Overall, generalized anxiety disorder is among the most common mental disorders affecting millions of Americans. The disorder is characterized by persistent, excessive, and unrealistic worry about everyday life events. The worry could be multifocal and include things such as finance, family, health, and the future (Munir & Takov, 2019). In most cases, a generalized anxiety disorder can be excessive, difficult to control, and is often accompanied by other non-specific psychological and physical symptoms. In the decision, one Paxil 10 mg was used to treat the patient. The first line of therapy used to treat Generalized Anxiety Disorder is SSRIs such as Paxil. Paxil 10 mg was well tolerated and caused an improvement in symptoms reflected in HAM-A score improvement from 26 to 18. 

In decision two, the decision was made to increase the dose of Paxil from 10 mg to 20 mg. The decision was within the range of recommended dose and based on the fact that the client’s response to Paxil is often delayed (Bui et al., 2016). The result of decision two yielded a further reduction in the HAM-A score from 18 to 10. The HAM-A score of 10 represented mild anxiety (Hamilton, 1959). The choice made in decision three was to continue to the current dose of Paxil of 20 mg. Decision three was made because the patient had no side effects or adverse effects to Paxil and was having a response to therapy with Paxil. 

References

Bui, E., Pollack, M. H., Kinrys, G., Delong, H., Vasconcelos e Sá, D., & Simon, N. M. (2016). The pharmacotherapy of anxiety disorders. In T. A. Stern, M. Favo, T. E. Wilens, & J. F. Rosenbaum. (Eds.), Massachusetts General Hospital psychopharmacology and neurotherapeutics (pp. 61–71). Elsevier.

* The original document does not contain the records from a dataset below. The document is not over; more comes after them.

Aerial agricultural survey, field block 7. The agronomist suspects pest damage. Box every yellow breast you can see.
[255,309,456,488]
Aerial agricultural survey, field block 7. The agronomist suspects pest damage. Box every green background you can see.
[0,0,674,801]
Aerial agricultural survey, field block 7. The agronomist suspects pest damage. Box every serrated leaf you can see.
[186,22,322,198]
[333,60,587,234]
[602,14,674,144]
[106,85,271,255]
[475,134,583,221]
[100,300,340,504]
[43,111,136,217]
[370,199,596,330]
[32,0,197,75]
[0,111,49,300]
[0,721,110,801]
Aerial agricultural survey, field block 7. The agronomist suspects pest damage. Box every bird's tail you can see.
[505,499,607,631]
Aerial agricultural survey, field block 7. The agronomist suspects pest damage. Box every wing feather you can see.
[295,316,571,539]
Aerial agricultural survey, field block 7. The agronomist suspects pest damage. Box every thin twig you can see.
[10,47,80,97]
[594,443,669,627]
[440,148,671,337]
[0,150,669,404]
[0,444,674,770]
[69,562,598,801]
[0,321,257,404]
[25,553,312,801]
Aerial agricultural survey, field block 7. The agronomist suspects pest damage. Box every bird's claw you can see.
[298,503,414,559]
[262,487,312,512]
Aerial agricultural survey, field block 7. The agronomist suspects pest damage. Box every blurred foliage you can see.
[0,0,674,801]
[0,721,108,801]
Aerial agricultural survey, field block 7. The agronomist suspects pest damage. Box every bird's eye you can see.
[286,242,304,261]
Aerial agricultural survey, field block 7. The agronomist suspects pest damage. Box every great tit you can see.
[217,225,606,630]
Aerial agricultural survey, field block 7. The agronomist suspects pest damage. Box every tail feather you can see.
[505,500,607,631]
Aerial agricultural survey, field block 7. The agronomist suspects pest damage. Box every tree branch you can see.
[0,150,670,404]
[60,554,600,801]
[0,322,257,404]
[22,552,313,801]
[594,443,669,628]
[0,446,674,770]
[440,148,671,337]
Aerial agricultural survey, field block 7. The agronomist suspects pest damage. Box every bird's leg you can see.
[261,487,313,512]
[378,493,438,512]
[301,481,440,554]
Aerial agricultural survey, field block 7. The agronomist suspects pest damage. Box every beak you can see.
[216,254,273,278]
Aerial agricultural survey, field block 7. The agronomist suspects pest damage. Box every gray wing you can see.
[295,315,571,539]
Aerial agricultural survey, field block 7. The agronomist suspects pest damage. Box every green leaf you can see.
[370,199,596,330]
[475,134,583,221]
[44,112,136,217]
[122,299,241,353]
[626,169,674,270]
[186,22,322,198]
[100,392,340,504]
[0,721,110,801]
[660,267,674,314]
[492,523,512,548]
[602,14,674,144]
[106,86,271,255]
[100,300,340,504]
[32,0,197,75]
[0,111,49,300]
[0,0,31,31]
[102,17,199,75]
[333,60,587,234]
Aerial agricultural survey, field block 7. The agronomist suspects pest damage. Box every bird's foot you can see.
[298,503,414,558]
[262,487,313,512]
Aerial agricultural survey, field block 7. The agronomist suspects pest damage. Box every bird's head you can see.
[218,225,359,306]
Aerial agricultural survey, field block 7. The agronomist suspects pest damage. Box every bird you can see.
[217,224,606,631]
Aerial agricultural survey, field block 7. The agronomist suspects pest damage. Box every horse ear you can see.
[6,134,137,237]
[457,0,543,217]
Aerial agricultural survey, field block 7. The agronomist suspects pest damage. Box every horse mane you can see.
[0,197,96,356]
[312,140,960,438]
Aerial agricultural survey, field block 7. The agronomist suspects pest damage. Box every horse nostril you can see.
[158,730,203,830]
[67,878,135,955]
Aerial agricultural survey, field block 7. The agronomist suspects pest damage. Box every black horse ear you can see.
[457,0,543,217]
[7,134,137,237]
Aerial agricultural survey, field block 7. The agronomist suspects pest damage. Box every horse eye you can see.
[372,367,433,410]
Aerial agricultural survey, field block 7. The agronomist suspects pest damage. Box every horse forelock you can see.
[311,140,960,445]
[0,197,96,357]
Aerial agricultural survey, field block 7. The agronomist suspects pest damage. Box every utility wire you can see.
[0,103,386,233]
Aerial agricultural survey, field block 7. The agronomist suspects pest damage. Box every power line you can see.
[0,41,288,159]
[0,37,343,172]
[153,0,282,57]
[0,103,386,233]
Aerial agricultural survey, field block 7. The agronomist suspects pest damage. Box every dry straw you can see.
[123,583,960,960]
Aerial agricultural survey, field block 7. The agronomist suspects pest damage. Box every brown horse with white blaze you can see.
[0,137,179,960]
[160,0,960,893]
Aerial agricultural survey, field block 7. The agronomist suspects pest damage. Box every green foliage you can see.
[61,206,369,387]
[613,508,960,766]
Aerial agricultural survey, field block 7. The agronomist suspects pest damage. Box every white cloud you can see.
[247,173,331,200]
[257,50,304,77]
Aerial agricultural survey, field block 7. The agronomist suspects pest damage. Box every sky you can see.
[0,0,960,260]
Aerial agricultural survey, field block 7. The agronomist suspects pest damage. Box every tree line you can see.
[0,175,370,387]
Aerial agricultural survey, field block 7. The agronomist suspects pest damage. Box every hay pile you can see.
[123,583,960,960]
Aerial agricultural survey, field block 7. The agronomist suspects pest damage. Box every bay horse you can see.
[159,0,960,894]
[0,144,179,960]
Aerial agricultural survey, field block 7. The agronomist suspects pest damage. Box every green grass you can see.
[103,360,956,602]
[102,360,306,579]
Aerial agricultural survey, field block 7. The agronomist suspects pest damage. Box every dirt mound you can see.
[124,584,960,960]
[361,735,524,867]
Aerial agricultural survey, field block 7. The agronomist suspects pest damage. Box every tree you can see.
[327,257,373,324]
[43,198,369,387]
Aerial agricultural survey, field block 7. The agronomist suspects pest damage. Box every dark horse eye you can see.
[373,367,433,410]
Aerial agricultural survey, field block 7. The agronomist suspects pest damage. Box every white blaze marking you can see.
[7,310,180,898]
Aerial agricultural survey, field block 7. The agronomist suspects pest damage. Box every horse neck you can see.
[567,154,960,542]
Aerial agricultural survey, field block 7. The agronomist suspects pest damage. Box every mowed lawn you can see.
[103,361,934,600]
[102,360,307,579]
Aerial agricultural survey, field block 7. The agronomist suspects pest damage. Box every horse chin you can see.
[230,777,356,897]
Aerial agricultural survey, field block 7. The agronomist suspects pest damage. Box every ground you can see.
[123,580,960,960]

Hamilton, M. (1959). Hamilton Anxiety Rating Scale (HAM-A). PsycTESTS. https://doi.org/10.1037/t02824-0

Kellmeyer, P. (2018). Neurophilosophical and ethical aspects of virtual reality therapy in neurology and psychiatry. Cambridge Quarterly of Healthcare Ethics27(4), 610-627.

Melaragno, A., Spera, V., & Bui, E. (2020). Psychopharmacology of Anxiety Disorders. Clinical Handbook of Anxiety Disorders, 251-267.

Munir, S., & Takov, V. (2019). Anxiety, Generalized Anxiety Disorder (GAD). Nih.Gov; StatPearls Publishing. https://www.ncbi.nlm.nih.gov/books/NBK441870/

Ostacher, M. J., & Cifu, A. S. (2019). Management of posttraumatic stress disorder. JAMA, 321(2), 200–201. https://doi.org/10.1001/jama.2018.19290

Strawn, J. R., Geracioti, L., Rajdev, N., Clemenza, K., & Levine, A. (2018). Pharmacotherapy for generalized anxiety disorder in adult and pediatric patients: an evidence-based treatment review. Expert opinion on pharmacotherapy19(10), 1057-1070.